Nations Unies

CERD/C/SRB/CO/2-5/Add.1

Convention internationale sur l’élimination de toutes les formes de discrimination raciale

Distr. générale

27 décembre 2018

Français

Original : anglais

Anglais, espagnol et français seulement

Comité pour l’élimination de la discrimination raciale

Observations finales concernant le rapport de la Serbie valant deuxième à cinquième rapports périodiques

Additif

Renseignements reçus de la Serbie au sujet de la suite donnée aux observations finales *

[Date de réception : 12 décembre 2018]

Introduction

1.La délégation serbe a présenté son rapport valant deuxième à cinquième rapports périodiques consacré à la mise en œuvre de la Convention internationale sur l’élimination de toutes les formes de discrimination raciale au Comité pour l’élimination de la discrimination raciale à sa quatre-vingt-quatorzième session, tenue à Genève, les 21 et 22 novembre 2017. Conformément au paragraphe 35 des observations finales du Comité (CERD/C/SRB/CO/2-5), dans lequel le Comité a demandé à l’État partie de fournir, dans un délai d’un an à compter de l’adoption des présentes observations finales, des renseignements sur la suite qu’il aura donnée aux recommandations figurant dans les paragraphes 16 et 17, la Serbie rend compte, dans le présent document, de ce qui a été fait pour donner suite auxdites recommandations.

I.Suite donnée aux recommandations contenues au paragraphe 16 des observations finales du Comité pour l’élimination de la discrimination raciale concernant les efforts déployés par l’État partie pour appliquer l’article 54 a) du Code pénal, notamment en veillant à ce que tous les incidents signalés, les enquêtes, les poursuites, les sanctions et les réparations relatives à des crimes de haine raciale soient consignés ; en faisant en sorte que des sanctions proportionnées à la gravité des crimes de haine raciale soient imposées aux auteurs de tels actes et que les victimes obtiennent une réparation pleine et entière ; en désignant, dans les services chargés du maintien de l’ordre, des personnes à contacter en cas d’incident à caractère raciste, en dispensant à ces personnes une formation sur la manière de mener des enquêtes, et en veillant à ce qu’elles entretiennent un dialogue suivi avec les groupes cibles pour que les crimes de haine raciale soient correctement signalés

2.La Serbie a fait de la lutte contre les crimes de haine une priorité.

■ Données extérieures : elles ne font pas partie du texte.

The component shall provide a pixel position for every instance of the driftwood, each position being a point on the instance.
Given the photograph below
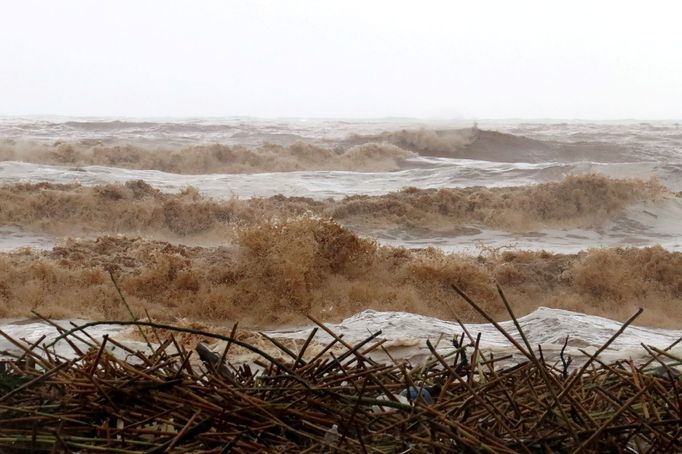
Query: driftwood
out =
(164, 401)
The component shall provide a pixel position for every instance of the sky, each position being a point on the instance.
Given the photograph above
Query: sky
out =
(360, 59)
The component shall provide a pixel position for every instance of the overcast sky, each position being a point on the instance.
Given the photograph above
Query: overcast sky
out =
(475, 59)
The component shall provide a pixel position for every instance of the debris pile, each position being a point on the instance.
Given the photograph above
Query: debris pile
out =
(170, 398)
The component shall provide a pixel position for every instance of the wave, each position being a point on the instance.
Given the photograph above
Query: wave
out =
(136, 207)
(276, 272)
(475, 143)
(211, 158)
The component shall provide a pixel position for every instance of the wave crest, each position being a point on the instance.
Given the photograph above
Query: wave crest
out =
(279, 271)
(212, 158)
(136, 207)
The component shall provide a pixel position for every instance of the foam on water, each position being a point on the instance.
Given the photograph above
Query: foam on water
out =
(405, 334)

Résolue à adhérer à l’Union européenne, elle a intégré les questions de racisme et de xénophobie dans le plan d’action relatif au chapitre 23 de négociation « Pouvoir judiciaire et droits fondamentaux », qui énonce un ensemble de mesures propres à promouvoir l’élimination du racisme et de la xénophobie.

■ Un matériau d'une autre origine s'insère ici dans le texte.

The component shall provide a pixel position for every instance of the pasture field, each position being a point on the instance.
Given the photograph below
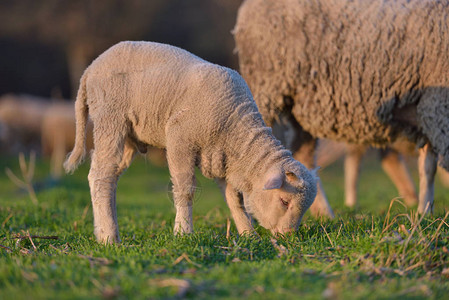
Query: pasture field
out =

3.À cette fin, il a été décidé d’organiser des formations conjointes à l’attention des juges, des procureurs et des fonctionnaires de police afin de leur donner les connaissances et les qualifications approfondies requises pour poursuivre efficacement les auteurs de crimes de haine et faire en sorte que les sanctions prononcées à leur encontre soient à la mesure de la gravité des crimes commis. Ces formations ont pour but d’inculquer aux juges, aux procureurs et aux fonctionnaires de police une connaissance approfondie des dispositions de l’article 54 a) du Code pénal et, en particulier, de la possibilité d’introduire l’élément de subjectivité du motif de haine, de formuler les chefs d’accusation et d’invoquer cet article dans l’explication du jugement. Ces formations thématiques visent précisément à améliorer les compétences requises pour intégrer les aspects les plus exigeants des enquêtes, en particulier la possibilité de mettre en lumière le caractère haineux de l’infraction. Cela devrait conduire à une invocation plus large de l’article 54 a) du Code pénal et améliorer l’efficacité des jugements.

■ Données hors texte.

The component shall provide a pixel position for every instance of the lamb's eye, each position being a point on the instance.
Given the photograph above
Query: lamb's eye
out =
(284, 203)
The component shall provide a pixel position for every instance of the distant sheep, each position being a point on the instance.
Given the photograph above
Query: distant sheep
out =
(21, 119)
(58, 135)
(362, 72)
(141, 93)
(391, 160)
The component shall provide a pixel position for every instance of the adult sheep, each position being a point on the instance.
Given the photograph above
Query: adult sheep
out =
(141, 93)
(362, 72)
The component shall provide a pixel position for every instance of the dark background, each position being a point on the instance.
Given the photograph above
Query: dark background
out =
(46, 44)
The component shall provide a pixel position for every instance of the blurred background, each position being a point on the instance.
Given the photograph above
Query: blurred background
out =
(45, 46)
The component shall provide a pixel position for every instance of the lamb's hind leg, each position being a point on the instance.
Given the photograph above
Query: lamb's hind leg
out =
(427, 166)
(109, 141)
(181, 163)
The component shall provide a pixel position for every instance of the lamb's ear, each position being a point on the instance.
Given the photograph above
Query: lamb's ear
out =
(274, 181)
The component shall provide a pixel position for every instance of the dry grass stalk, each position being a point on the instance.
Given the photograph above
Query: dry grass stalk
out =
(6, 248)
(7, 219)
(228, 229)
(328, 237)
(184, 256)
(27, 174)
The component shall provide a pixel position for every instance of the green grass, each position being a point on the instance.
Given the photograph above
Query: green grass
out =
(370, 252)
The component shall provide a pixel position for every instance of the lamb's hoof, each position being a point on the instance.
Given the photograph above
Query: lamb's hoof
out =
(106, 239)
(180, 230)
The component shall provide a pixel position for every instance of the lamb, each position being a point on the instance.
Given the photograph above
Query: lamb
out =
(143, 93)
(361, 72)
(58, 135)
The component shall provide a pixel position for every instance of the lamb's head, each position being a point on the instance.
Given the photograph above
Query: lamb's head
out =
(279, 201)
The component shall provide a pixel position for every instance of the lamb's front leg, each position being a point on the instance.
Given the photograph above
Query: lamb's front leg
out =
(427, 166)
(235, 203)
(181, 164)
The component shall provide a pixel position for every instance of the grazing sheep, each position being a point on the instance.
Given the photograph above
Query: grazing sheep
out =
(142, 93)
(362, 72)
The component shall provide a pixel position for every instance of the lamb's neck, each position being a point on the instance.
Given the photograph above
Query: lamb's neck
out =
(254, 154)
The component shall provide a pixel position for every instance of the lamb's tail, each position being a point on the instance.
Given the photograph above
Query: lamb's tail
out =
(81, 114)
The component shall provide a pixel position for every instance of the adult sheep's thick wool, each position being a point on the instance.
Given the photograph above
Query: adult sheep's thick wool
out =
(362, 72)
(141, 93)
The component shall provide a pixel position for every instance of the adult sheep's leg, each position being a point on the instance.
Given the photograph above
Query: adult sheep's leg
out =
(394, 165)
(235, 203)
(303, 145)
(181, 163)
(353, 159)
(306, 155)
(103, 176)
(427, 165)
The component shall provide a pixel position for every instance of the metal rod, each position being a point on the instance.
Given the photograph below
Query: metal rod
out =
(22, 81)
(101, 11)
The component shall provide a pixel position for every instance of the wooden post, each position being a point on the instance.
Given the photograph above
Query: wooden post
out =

4.La Serbie mène un ensemble d’activités afin de mieux appliquer l’article 54 a) du Code pénal. Conformément à l’instruction A. no 802/15 du Procureur de la République en date du 22 décembre 2015, les cours d’appel, les juridictions supérieures et les parquets ordinaires consignent systématiquement dans des registres séparés les données relatives aux crimes de haine relevant de l’article 54 a) du Code pénal. Les données concernent les auteurs, les parties lésées, les infractions pénales, les mesures prises, les décisions rendues par les parquets et les juges et les motifs des infractions commises. Conformément à la même instruction, les parquets compétents soumettent au Bureau du Procureur de la République des rapports trimestriels contenant les renseignements et les données provenant de ces registres spéciaux.

5.Dans le cadre de leurs attributions, les services chargés d’informer et d’appuyer les parties lésées et les témoins, mis en place dans tous les parquets de niveau supérieur et dans le parquet de première instance de Belgrade, dans le Bureau du Procureur chargé des crimes de guerre et dans le Bureau du Procureur chargé de la criminalité organisée, prennent des mesures pour évaluer en temps voulu et au cas par cas les besoins de la partie lésée en portant une attention particulière au caractère potentiellement discriminatoire de l’infraction pénale qui lui a valu de faire l’objet de mesures de protection au sens de l’article 54 a) du Code pénal, qui est d’une importance particulière pour les victimes de crimes de haine.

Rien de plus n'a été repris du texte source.